Checklist for Parents of Music Students
- Ensure your student has the proper uniform (white no-logo shirt, black pants, black socks, black shoes)
- Bookmark https://opus.ndcfinearts.ca and https://music.ndcfinearts.ca on your devices for your student to have access to.
- Bookmark https://music.ndcfinearts.ca/musicker which will include every communication Mr. Windsor sends home
- Like the NDC Fine Arts Facebook Page at https://www.facebook.com/NDCFineArts
How to Best Set Your Band Student Up for Success
Students will use Opus to manage their music-making activity, including practice logs. The intention is to help communicate home the work that students are completing in class, as well as to remind students and give them direction on their practice and at-home work. Although this method of communication may help, it is only the communication piece; the rest of it is up to your student and their practice environment at home. Here are some strategies for helping them practice efficiently at home.
- Give them space to practice. This space should be designated specifically for your child’s instrument. When your student comes home and empties their backpack, they should also empty their instrument case and set up their instrument. It takes less effort to practice if the instrument is already put together.

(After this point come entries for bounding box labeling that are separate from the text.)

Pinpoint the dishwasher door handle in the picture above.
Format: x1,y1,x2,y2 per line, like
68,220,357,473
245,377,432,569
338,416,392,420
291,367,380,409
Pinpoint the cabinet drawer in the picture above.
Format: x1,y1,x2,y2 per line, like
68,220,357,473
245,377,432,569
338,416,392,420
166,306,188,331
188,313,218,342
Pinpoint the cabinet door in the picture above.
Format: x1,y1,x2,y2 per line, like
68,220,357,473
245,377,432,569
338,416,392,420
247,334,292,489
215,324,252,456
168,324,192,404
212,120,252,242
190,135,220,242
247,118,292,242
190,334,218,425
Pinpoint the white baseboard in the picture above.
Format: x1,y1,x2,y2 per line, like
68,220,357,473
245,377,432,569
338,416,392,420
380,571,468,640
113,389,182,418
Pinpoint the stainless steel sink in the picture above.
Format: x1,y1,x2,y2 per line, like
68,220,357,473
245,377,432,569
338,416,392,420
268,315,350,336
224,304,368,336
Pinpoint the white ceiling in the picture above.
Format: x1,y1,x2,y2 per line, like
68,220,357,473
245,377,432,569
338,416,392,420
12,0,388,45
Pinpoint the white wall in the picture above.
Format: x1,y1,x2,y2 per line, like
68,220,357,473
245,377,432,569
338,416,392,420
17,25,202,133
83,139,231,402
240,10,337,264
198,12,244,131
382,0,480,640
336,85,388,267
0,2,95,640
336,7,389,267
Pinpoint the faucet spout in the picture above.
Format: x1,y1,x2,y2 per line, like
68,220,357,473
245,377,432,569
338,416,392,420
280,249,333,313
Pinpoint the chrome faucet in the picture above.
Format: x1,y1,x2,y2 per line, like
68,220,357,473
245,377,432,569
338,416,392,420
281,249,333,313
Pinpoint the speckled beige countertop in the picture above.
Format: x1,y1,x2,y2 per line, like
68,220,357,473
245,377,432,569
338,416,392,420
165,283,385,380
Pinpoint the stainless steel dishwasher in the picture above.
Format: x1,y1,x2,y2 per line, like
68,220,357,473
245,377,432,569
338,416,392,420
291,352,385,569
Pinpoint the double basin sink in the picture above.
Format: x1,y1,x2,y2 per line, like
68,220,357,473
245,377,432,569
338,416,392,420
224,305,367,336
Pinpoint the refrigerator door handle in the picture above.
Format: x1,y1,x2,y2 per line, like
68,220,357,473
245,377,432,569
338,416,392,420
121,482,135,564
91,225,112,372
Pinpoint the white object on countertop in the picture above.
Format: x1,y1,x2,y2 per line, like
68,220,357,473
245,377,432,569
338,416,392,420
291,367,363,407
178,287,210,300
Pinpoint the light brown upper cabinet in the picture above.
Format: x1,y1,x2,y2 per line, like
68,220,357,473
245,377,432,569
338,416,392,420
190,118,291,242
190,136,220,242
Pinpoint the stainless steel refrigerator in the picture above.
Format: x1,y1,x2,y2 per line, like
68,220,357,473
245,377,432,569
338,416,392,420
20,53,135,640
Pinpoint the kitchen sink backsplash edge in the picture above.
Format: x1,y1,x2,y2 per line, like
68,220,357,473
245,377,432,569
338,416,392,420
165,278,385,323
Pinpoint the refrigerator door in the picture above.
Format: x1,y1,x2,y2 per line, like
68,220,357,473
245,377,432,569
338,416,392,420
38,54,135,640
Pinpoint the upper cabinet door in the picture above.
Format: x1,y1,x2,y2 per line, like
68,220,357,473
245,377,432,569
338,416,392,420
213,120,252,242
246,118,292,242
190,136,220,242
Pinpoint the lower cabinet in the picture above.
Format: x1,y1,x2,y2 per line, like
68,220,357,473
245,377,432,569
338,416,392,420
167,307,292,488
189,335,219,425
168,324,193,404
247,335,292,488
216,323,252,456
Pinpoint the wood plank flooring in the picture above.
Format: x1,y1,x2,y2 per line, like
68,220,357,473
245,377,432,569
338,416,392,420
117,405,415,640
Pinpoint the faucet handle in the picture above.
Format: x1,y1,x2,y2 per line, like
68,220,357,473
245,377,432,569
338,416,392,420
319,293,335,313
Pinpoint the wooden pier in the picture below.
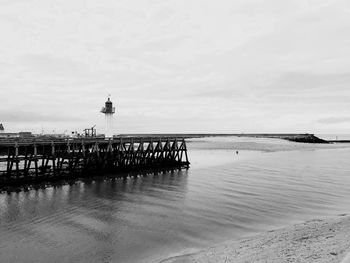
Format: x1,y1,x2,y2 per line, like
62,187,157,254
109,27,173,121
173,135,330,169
0,137,189,188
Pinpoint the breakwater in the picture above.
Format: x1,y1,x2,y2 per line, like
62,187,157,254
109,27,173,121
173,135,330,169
122,133,331,143
0,137,189,187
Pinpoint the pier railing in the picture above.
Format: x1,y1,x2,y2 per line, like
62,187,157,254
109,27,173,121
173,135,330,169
0,137,189,187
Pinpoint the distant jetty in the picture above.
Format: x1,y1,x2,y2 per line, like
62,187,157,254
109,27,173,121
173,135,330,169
120,133,330,143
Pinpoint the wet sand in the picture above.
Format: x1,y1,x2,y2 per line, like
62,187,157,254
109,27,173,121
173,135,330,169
161,215,350,263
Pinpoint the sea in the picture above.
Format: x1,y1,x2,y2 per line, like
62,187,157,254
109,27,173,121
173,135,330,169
0,135,350,263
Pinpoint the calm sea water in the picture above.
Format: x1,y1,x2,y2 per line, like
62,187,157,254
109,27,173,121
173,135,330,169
0,138,350,263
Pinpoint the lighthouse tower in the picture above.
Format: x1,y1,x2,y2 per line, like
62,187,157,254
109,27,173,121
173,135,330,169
101,97,115,139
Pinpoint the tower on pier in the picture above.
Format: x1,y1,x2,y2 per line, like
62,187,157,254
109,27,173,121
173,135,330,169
101,97,115,139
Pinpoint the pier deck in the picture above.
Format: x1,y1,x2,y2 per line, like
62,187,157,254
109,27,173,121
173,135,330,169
0,137,189,187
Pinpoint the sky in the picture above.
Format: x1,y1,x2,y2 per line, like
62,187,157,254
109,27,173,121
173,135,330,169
0,0,350,134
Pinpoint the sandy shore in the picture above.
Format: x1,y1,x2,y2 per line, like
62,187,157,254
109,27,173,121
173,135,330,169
162,215,350,263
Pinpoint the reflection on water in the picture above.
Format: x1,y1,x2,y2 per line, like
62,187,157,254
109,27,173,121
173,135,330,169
0,139,350,262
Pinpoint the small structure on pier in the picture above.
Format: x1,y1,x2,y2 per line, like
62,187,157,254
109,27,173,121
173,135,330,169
84,125,96,138
101,97,115,139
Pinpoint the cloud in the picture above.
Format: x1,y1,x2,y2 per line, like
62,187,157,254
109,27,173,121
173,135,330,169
317,117,350,124
0,109,81,124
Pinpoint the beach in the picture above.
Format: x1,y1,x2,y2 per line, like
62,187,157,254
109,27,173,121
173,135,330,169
161,214,350,263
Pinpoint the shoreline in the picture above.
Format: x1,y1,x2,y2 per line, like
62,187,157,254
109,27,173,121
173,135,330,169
159,214,350,263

- Give them time to practice. Learning a musical instrument is noisy. Your student needs to know that you are okay with them making potentially distracting sounds.
- Let them make mistakes. They are responsible for their own practicing. Part of their learning includes developing their own strategies to self-assess and improve. The only way that works is if they make mistakes. Only then will they be familiar with what mistakes sound like, and then work to improve it. However, if you hear them making the same mistake more than twice, feel free to mention it.
- Be an audience infrequently. Students are not performing for you every day they practice. In fact, they are purposefully taking that time to not perform. You are welcome to listen from afar and in an inobtrusive way, but save your audienceship for concert times and the occasional “are you willing to play for me”.
- Come to concerts ready to listen. Students perform a minimum of four times, and a maximum of five times all year. Those performances are just as important as a final round of a basketball tournament; everything they’ve worked for comes to that point. Students will continue to develop their identity in music if you are there to witness it.